Yo tenía 22 años, cuando, terminando mis estudios de antropología, debía elegir el campo. No tenía plata, ya vivía sola, y no tenía sponsors ni beca de ningún tipo, además de trabajar archivando facturas, lo que me dejaba poco tiempo para investigar.

Decidí hacer de esa dificultad una ventaja, por lo que me acerqué a asociaciones antillanas de la región parisina, como Lékôl bélè, o Boukan que existen todavía hoy, 25 años después.

Cuando llegué el primer día a Lékôl Bélè la capitaneaban Alain y Marie André, dos negros rotundos que tenían la habilidad de contagiarte las ganas de bailar y de aprender su cultura. También asistían cuentacuentos como Philippe Cantinol y Igo Drané. Pero el primero que me habló fue Polo Athanase, un metro ochenta de africano mestizado con chino, una risa que despejaba las nubes parisinas, y una voz aterciopelada para cantar bélè dous, biguine, pitché y ti-cannot que arropaba de cualquier frío.

Me dijo algo que no entendí. Al darse cuenta de que no hablaba kreyol, me preguntó, en el francés de las islas:

—¿Y te viniste así, solita, sin más?

—Sí, -le dije.

—¿Y no conocés a nadie, de acá?

—No,- contesté.

Silbó admirativamente.

—Y bien, sos corajuda.

Y es que nadie que no fuera antillano había pisado esas asociaciones. Hoy es común interesarse por otras culturas, es in, es woke. Pero no en 1998.

¿Pero que podía unir una muchacha como yo y un grupo de antillanos en la metrópoli? Primero pensé que muy poco. Pero enseguida encontré multitud de puntos comunes:

El humor con doble sentido, la nostalgia de las frutas, (aunque no fueran las mismas) con sabor a fruta, al sol que calienta en serio y a la siesta con chicharras. La añoranza de lluvia que es torrencial cuando quiere y cálida como gotas de aceite. El gusto por el ron para ellos, la caña o aguardiente para nosotros, el ají y la palta, el verdeo y los buñuelos fritos de todo tipo. El gusto por bailar las desgracias y llorar las alegrías, las navidades con calor, las ciudades volcadas al mar y una cierta forma de entender la lealtad.

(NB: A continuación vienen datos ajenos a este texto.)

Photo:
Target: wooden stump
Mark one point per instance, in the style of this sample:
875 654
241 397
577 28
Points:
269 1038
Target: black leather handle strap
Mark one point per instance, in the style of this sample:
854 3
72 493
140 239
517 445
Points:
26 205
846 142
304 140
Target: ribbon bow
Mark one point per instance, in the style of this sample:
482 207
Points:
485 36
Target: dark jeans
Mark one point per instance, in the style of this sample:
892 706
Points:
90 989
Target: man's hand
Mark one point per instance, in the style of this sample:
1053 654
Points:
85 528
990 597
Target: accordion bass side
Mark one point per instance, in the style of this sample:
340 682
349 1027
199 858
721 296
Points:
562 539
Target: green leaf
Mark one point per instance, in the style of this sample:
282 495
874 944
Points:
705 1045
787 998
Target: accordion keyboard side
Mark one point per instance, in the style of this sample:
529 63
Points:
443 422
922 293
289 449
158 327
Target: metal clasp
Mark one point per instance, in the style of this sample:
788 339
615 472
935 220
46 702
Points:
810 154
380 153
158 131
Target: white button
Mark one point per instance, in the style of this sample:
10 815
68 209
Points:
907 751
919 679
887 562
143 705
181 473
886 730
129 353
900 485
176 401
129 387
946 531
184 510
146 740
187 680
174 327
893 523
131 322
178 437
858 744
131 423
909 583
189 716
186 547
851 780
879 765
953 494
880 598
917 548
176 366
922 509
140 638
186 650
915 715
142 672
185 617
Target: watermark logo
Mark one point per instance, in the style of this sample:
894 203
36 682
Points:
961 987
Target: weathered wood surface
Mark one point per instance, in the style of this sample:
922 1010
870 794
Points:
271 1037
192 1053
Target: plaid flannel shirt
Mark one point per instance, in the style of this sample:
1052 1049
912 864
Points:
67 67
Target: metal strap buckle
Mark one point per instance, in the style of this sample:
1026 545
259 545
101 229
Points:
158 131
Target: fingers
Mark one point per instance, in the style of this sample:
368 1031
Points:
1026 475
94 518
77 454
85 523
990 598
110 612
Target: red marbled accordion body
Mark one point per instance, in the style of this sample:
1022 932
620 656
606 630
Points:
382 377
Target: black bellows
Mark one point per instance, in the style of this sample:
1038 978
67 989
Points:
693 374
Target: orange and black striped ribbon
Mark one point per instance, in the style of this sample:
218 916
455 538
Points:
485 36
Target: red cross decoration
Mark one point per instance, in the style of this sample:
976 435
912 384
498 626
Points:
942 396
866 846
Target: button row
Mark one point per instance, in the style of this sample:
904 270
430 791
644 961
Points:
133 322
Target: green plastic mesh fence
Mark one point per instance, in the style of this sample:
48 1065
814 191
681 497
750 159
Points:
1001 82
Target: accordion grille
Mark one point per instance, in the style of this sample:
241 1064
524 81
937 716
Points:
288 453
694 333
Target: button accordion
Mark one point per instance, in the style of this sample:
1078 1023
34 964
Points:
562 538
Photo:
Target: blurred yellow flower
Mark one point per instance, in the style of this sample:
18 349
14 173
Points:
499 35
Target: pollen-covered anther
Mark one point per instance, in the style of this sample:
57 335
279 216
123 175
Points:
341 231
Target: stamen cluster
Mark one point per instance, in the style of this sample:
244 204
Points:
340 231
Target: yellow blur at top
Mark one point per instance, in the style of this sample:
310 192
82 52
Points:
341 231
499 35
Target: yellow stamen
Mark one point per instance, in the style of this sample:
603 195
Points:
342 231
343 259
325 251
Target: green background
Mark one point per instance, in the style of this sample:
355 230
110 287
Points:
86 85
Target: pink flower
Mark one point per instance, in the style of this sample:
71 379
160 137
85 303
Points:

Nos entendimos enseguida, en el callar los dolores, yo los traumas de la dictadura y ellos las secuelas de la esclavitud y el racismo. Su forma de transmitir y procesar ese duelo me ayudó a mí a entender el mío.

No es un dolor “transmitido” como dicen algunos, o que alguien “te dio”. Lo llevamos dentro nuestro. Para ellos y nosotros, es la memoria de viejos dolores que nos dejó magulladuras en el alma y el cuerpo, aunque no se vean.

Además, estaba la vivencia de la migración, donde ellos y yo hablábamos perfectamente francés, habíamos ido a escuelas francesas y teníamos todos los papeles y pasaportes habidos, pero sufríamos discriminación y no nos sentíamos parte de la Francia eterna.

Sin embargo, había algo en la manera de ver lo masculino y lo femenino que era muy distinto entre las antillanas y yo. Las mujeres antillanas me enseñaron a no ahogarme en la vergüenza con que nos educaban en América latina, donde la mujer hasta finales del siglo XX tenía que ser recatada y esperar que el varón le haga levante. Ellas no, ellas elegían deliberadamentecon que hombre (en general hombres) relacionarse. Cuando en Argentina nos tapábamos porque “ay se me ve la bombacha” ellas te decían:

—pero, decime, ¿te pusiste bombacha?

De ellas aprendí el desparpajo, porque vivían su cuerpo y su libertad sexual de una manera muy orgullosa de sí, muy afirmada, una generación antes del #NiUnaMenos.

Eran mujeronas dueñas de su cuerpo, acostumbradas a ser criticadas porque negras, porque culonas, porque grandotas, porque su pelo, porque sus dientes, y terminaban mostrando un dominio y una dignidad que me enseñó mucho sobre cómo las mujeres podemos sostenernos en contra del mundo.

Tenían, además, una gravedad en el caminar por llevar sobre sus hombros el peso de sus hijos, de sus padres, de su cultura. Yo me permitía contar chistes en las rondas donde tradicionalmente sólo lo hacían los varones, y bailar damyè como si fuera un juego, aunque las ancianas furibundas me recordaran que antaño era un combate a muerte y no debía ser tomado a la ligera.

Así es como durante 5 años fui “la blanca que baila” lo cual era todo un halago y recibí el cariño que no había encontrado en otros ámbitos. Fueron mi familia, y estuve ahí en cada navidad en los chanté nwèl, cada Sábado Gloria, cada picnic de la Virgen los 15 de agosto.

Un día de pascuas después de los accras de bacalao y los cangrejos, después del sorbete con coco hecho a mano entre todos, como nosotros hacemos el asado, me pidieron que cante una canción de mi país.

Ellos sabían que tenemos canciones de arriero, muy parecidas a la vwa bèf que usaban en las islas para guiar sus mulas en siglos anteriores.

Les canté “duerme negrito”, porque mi mamá de chiquita me cantaba siempre a Atahualpa Yupanqui y a Cafrune, con voz cascada.

De a uno, sin decir nada fueron agarrando sus instrumentos, el tambou bélè, que es un tambor que se toca acostado y con el pie, los ti-bwa que se hacen con ramas de guayabo, el chacha que es una calabaza que se rellena de semillas, y me acompañaron en una versión que se perdieron los grandes de este mundo.

Porque los condenados de la tierra, como diría Fanon, se entienden entre sí, sin demasiada explicación, sin importar el idioma que hablen.